Non molti però forse sanno, o non lo si ricorda mai abbastanza, che Le Corsaire è un balletto che ha preceduto la sua fortuna operistica. Il coreografo Giovanni Galzerani, della scuola di Salvatore Viganò e Gaetano Gioja, ne diede una prima versione per la Scala nel 1826, basandosi sulla prima traduzione italiana dell’opera di Byron, curata da Giuseppe Nicolini nel 1824: «il ballo, dopo il debutto alla Scala ebbe un altissimo numero di riprese in tutta Italia, ed i suoi riproduttori furono costretti a citare ogni volta il nome del coreografo originale, non potendo spacciare per proprio un lavoro così famoso» (Rita Zambon). Già nel 1931 a Roma va in scena il melodramma Il Corsaro di Jacopo Ferretti per le musiche di Giovanni Pacini, e la sua fortuna arriverà a conclusione nel 1848, a Trieste, con la prima de Il Corsaro di Francesco Maria Piave e Giuseppe Verdi.
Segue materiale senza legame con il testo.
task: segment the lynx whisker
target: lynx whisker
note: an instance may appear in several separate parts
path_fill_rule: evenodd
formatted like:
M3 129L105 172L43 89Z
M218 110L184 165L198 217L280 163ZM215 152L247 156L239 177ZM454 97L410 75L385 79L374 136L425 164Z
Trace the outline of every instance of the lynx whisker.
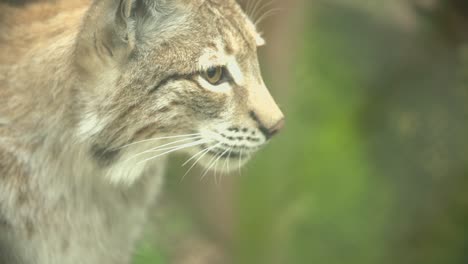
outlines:
M185 172L184 176L182 176L181 181L184 180L184 178L185 178L185 177L189 174L189 172L195 167L195 165L197 165L197 163L198 163L208 152L210 152L210 150L212 150L212 149L214 149L214 148L217 148L218 146L221 146L221 143L218 143L218 144L216 144L216 145L214 145L214 146L211 146L211 147L207 147L206 149L204 149L204 150L198 152L198 153L195 154L193 157L191 157L189 160L187 160L187 161L182 165L182 167L185 166L185 165L187 165L187 164L188 164L191 160L193 160L197 155L200 155L200 154L201 154L201 156L200 156L197 160L195 160L195 162L192 164L192 166L190 166L190 168L187 170L187 172Z
M229 151L229 149L226 149L224 152L219 154L217 156L217 159L215 160L215 163L214 163L214 180L215 180L215 183L216 183L217 174L218 174L218 162L228 151Z
M253 5L252 10L250 11L250 17L252 18L252 20L255 20L255 16L257 15L258 9L261 8L261 6L262 6L262 0L258 0Z
M210 150L212 150L212 149L214 149L214 148L216 148L216 147L218 147L218 146L220 146L220 145L221 145L221 143L218 143L218 144L216 144L216 145L214 145L214 146L207 147L207 148L201 150L201 151L198 152L197 154L193 155L190 159L188 159L187 161L185 161L184 164L182 164L182 167L184 167L185 165L187 165L190 161L192 161L193 159L195 159L198 155L200 155L200 154L202 154L202 153L204 153L204 152L208 152L208 151L210 151Z
M224 161L224 166L223 168L226 168L227 171L229 171L229 160L231 159L231 153L232 153L232 148L229 148L229 154L227 159Z
M259 2L261 1L262 0L249 0L247 8L246 8L246 13L248 14L250 18L253 19L252 15L253 15L255 5L259 4Z
M128 148L130 146L134 146L136 144L145 143L145 142L153 142L153 141L164 140L164 139L176 139L176 138L184 138L184 137L192 137L192 136L200 136L200 135L201 135L200 133L194 133L194 134L186 134L186 135L150 138L150 139L140 140L140 141L137 141L137 142L132 142L130 144L124 145L124 146L119 147L117 149L124 149L124 148Z
M197 152L196 154L192 155L188 160L186 160L181 167L184 167L185 165L187 165L190 161L192 161L193 159L195 159L196 157L198 157L199 155L201 155L202 153L204 153L205 151L207 151L210 147L206 147L202 150L200 150L199 152Z
M148 161L150 161L150 160L159 158L159 157L164 156L164 155L168 155L168 154L170 154L170 153L172 153L172 152L176 152L176 151L178 151L178 150L182 150L182 149L186 149L186 148L190 148L190 147L199 146L199 145L202 145L202 144L206 144L206 143L208 143L208 142L209 142L208 140L199 140L199 141L196 141L196 142L183 144L182 146L173 147L173 148L171 148L170 150L165 151L165 152L163 152L163 153L161 153L161 154L158 154L158 155L153 156L153 157L151 157L151 158L147 158L147 159L145 159L145 160L143 160L143 161L140 161L140 162L138 162L138 164L148 162Z
M221 153L216 154L216 155L210 160L210 162L208 163L207 168L205 169L205 171L203 172L203 175L201 176L201 180L203 180L203 179L205 178L205 176L208 174L208 172L211 170L211 168L212 168L213 165L215 164L216 158L218 158L219 156L221 156Z
M227 159L227 160L228 160L228 164L227 164L227 170L228 170L228 171L231 171L231 166L230 166L230 165L231 165L231 154L232 154L232 151L233 151L233 149L231 149L231 151L229 151L229 156L228 156L228 159Z
M253 0L243 0L242 1L242 7L244 9L244 13L250 17L250 8L252 6L252 1Z
M244 149L240 150L239 153L239 175L242 175L242 154L244 152Z
M273 9L270 9L270 10L266 11L265 13L263 13L263 15L261 15L261 16L255 21L255 25L257 26L258 24L262 23L262 22L263 22L264 20L266 20L267 18L276 15L276 14L279 13L280 11L281 11L280 8L273 8Z
M177 143L180 143L180 142L193 141L193 140L198 140L198 139L202 139L202 137L197 136L197 137L191 137L191 138L185 138L185 139L177 140L177 141L174 141L174 142L169 142L169 143L166 143L164 145L157 146L157 147L151 148L151 149L149 149L147 151L144 151L144 153L152 153L152 152L157 152L157 151L161 151L161 150L167 150L167 149L170 149L170 148L174 147L174 146L171 146L171 145L176 145Z
M146 153L153 153L153 152L168 150L168 149L171 149L173 147L177 147L177 146L172 146L172 145L175 145L175 144L180 143L180 142L192 141L192 140L200 139L200 138L201 138L200 136L196 136L196 137L184 138L184 139L181 139L181 140L169 142L167 144L164 144L164 145L161 145L161 146L158 146L158 147L155 147L155 148L151 148L149 150L145 150L145 151L142 151L142 152L140 152L138 154L135 154L132 157L125 160L125 162L128 162L128 161L130 161L130 160L132 160L132 159L134 159L136 157L139 157L141 155L144 155ZM172 147L169 147L169 146L172 146Z
M226 149L226 150L218 157L218 159L216 160L215 168L214 168L214 170L215 170L215 171L214 171L214 178L215 178L215 183L216 183L216 185L218 185L218 184L220 183L220 181L217 181L218 162L219 162L219 160L220 160L222 157L224 157L224 155L226 155L226 154L229 152L230 149L231 149L231 148ZM225 161L225 162L226 162L226 161ZM223 166L223 167L224 167L224 166ZM221 174L222 174L222 172L221 172ZM220 179L222 178L222 175L221 175L221 174L220 174L220 176L219 176Z
M256 16L256 14L258 13L258 9L261 8L262 5L263 5L263 0L255 1L255 3L254 3L253 6L252 6L252 9L251 9L251 11L250 11L250 13L249 13L249 14L250 14L250 18L251 18L252 20L255 20L255 18L256 18L255 16Z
Del resto, anche delle musiche di Adolphe Adam per il balletto di Mazilier, Théophile Gautier ammetteva: «est une excellent musique de ballet; elle a l’entrain, le rythme, la rapidité, et, çà et là, des phrases charmantes dans leur négligence, des motifs et des mélodies dont plus d’un opéra se ferait honneur» [è un’eccellente musica di balletto; ha il brio, il ritmo, la rapidità, e, qua e là, delle frasi affascinanti nella loro negligenza, dei motivi e delle melodie di cui più di un’opera si farebbe onore].